Lack of funding is not an excuse for not doing what is needed. The government should show political will, make a sound proposal, circulate it globally, invite partners and seek investment through bond schemes. The people from Bihar living outside the state themselves would contribute the necessary funds if an honest and transparent scheme is put in place. The same model can be used to create thermal power plants and smart water grids to mitigate the chronic problem of floods, especially in North Bihar. And there should not be any politicking on this. And the best way to do this is to make the system free of political muddling.
Thomas L. Friedman, in his 1999 book, The Lexus and the Olive Tree writes, “You can be a rich person alone. You can be a smart person alone. But you cannot be a complete person alone. For that, you must be part of, and rooted in, an olive grove.” When I asked Dr Raman, currently living in Sydney, Australia, with his family, what would bring him back to Bihar, he said a Neurology & Plastic Surgery Speciality hospital, which he wishes to establish with his younger brothers, Dr Radha Raman and Gopi Raman in Muzaffarpur by 2025.
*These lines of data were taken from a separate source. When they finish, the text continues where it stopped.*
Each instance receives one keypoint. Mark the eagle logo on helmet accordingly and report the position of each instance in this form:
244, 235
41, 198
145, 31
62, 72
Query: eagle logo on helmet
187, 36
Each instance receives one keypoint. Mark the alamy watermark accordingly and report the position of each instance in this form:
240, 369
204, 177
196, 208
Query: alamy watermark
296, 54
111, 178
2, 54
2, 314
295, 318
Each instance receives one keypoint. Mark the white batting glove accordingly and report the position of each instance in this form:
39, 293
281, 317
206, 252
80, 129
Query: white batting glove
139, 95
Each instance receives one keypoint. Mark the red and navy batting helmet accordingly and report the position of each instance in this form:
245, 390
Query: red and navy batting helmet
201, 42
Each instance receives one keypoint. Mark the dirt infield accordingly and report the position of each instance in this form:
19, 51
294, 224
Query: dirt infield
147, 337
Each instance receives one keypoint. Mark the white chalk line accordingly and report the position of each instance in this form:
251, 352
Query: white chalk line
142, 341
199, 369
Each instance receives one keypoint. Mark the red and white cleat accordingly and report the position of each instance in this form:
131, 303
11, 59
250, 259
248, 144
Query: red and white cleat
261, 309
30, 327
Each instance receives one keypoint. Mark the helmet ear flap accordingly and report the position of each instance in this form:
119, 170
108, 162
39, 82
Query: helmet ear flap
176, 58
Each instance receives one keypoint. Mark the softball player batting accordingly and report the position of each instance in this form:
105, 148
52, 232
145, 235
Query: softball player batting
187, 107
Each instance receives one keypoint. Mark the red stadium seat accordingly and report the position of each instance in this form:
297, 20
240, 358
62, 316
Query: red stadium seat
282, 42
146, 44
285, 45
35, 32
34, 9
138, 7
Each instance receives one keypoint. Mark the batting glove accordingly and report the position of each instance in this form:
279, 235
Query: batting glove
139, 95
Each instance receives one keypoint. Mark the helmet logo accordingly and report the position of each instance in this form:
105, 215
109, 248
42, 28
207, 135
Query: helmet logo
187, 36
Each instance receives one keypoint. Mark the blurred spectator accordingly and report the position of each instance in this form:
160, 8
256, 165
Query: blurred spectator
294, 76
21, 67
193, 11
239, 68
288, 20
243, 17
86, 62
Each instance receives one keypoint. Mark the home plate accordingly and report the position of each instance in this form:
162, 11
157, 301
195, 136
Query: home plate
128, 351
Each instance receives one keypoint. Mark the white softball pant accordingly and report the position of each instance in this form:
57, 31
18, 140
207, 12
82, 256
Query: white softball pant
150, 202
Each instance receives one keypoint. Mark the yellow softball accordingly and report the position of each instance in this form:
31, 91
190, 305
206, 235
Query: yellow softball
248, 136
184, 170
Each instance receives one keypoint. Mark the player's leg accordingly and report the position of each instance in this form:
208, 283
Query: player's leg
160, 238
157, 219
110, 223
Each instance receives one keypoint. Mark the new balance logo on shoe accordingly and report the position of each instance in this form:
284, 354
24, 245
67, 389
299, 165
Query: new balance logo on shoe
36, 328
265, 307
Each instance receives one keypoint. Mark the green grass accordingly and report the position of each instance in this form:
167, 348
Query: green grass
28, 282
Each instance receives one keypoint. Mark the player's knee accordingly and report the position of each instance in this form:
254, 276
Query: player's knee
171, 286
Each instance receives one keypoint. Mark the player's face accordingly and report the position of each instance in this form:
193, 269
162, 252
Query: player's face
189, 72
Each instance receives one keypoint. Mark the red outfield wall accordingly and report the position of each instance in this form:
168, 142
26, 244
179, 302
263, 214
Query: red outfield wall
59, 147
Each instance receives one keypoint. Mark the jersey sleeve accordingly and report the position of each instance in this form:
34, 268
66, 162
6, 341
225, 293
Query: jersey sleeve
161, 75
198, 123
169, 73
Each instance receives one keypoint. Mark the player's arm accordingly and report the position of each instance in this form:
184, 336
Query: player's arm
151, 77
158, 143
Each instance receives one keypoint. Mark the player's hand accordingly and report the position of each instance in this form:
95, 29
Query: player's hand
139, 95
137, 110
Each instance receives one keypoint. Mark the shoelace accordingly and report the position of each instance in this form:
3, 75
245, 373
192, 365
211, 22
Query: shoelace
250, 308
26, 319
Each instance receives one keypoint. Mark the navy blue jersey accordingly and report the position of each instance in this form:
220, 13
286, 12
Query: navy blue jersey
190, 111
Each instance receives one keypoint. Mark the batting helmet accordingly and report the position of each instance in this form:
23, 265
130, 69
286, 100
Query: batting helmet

And I have no doubt that he is not alone in his dream to return and serve his own people. Dr Kalam used to say that if we forget whom we belong to, and if we forget that there is a God, something profoundly human in us will be lost. And after our return from our 2003 trip, he gave me Bertrand Russell’s 1951 book, New Hopes for a Changing World, highlighting the text that read, “Our great democracies still tend to think that a stupid man is more likely to be honest than a clever man, and our politicians take advantage of this prejudice by pretending to be even more stupid than nature made them.” He indeed knew his country well.